Veroordeelt de Bijbel homoseksualiteit?
Laten we beginnen met het feit dat homoseksualiteit in de Bijbel helemaal niet wordt genoemd. De Bijbel weet niets over seksuele oriëntatie in het algemeen. Seksuele oriëntatie is immers een concept van seksuologie en psychologie dat in de 19e eeuw in Europa is ontstaan.
De termen «heteroseksueel» en «homoseksueel» om seksuele ervaring te beschrijven, werden bedacht in 1868 door de Hongaarse journalist Károly Mária Kertbeny. Dus in het bijbelse en kerkelijke paradigma waren er vóór 1868 geen heteroseksuelen of homoseksuelen, omdat mensen elkaar niet definieerden op basis van het type seksuele relaties.
Over het algemeen werd oriëntatie helemaal niet begrepen, het werd niet gereflecteerd en daarom ook niet moreel veroordeeld. Er werd gedacht dat een man seksuele betrekkingen met een andere man kon hebben vanwege morele verdorvenheid of onder invloed van dronkenschap, want volgens de woorden van de apostel leidt dronkenschap tot losbandigheid (Efeziërs 5:18).
Het verbod op mannelijke homoseksualiteit in Leviticus 18:22 impliceert dat deze vorm van seksueel gedrag het resultaat is van een persoonlijke keuze van een persoon die beslist of hij de geboden van God wil volgen of ze wil overtreden.
Tot de 19e eeuw werd vooral gekeken naar handelingen (zoals diefstal of verkrachting) en niet naar iemands identiteit (bijvoorbeeld «deze persoon is een dief») of seksuele oriëntatie. De nadruk lag altijd op gedrag en acties, niet op de persoon zelf. De handelingen van een persoon konden juist (deugdzaam) of verkeerd (zondig) zijn.

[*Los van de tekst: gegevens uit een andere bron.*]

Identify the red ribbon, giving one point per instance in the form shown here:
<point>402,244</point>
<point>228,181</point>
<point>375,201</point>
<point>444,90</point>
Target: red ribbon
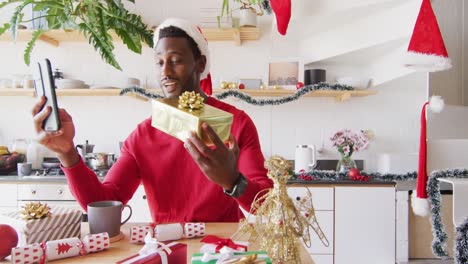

In de 20e en 21e eeuw is alles veranderd: een homoseksueel is iemand geworden die alleen seksuele aantrekking voelt tot mensen van hetzelfde geslacht. Nu wordt bijna elke vorm van liefde en hechting tussen mensen van hetzelfde geslacht gezien als een kenmerk van homoseksualiteit. Met andere woorden, wanneer mensen elke vorm van emotionele verbondenheid zien (zoals kussen, omhelzen, enz.), identificeren velen het zonder aarzeling met «de zonde van Sodom» en concentreren ze zich op het concept van homoseksualiteit.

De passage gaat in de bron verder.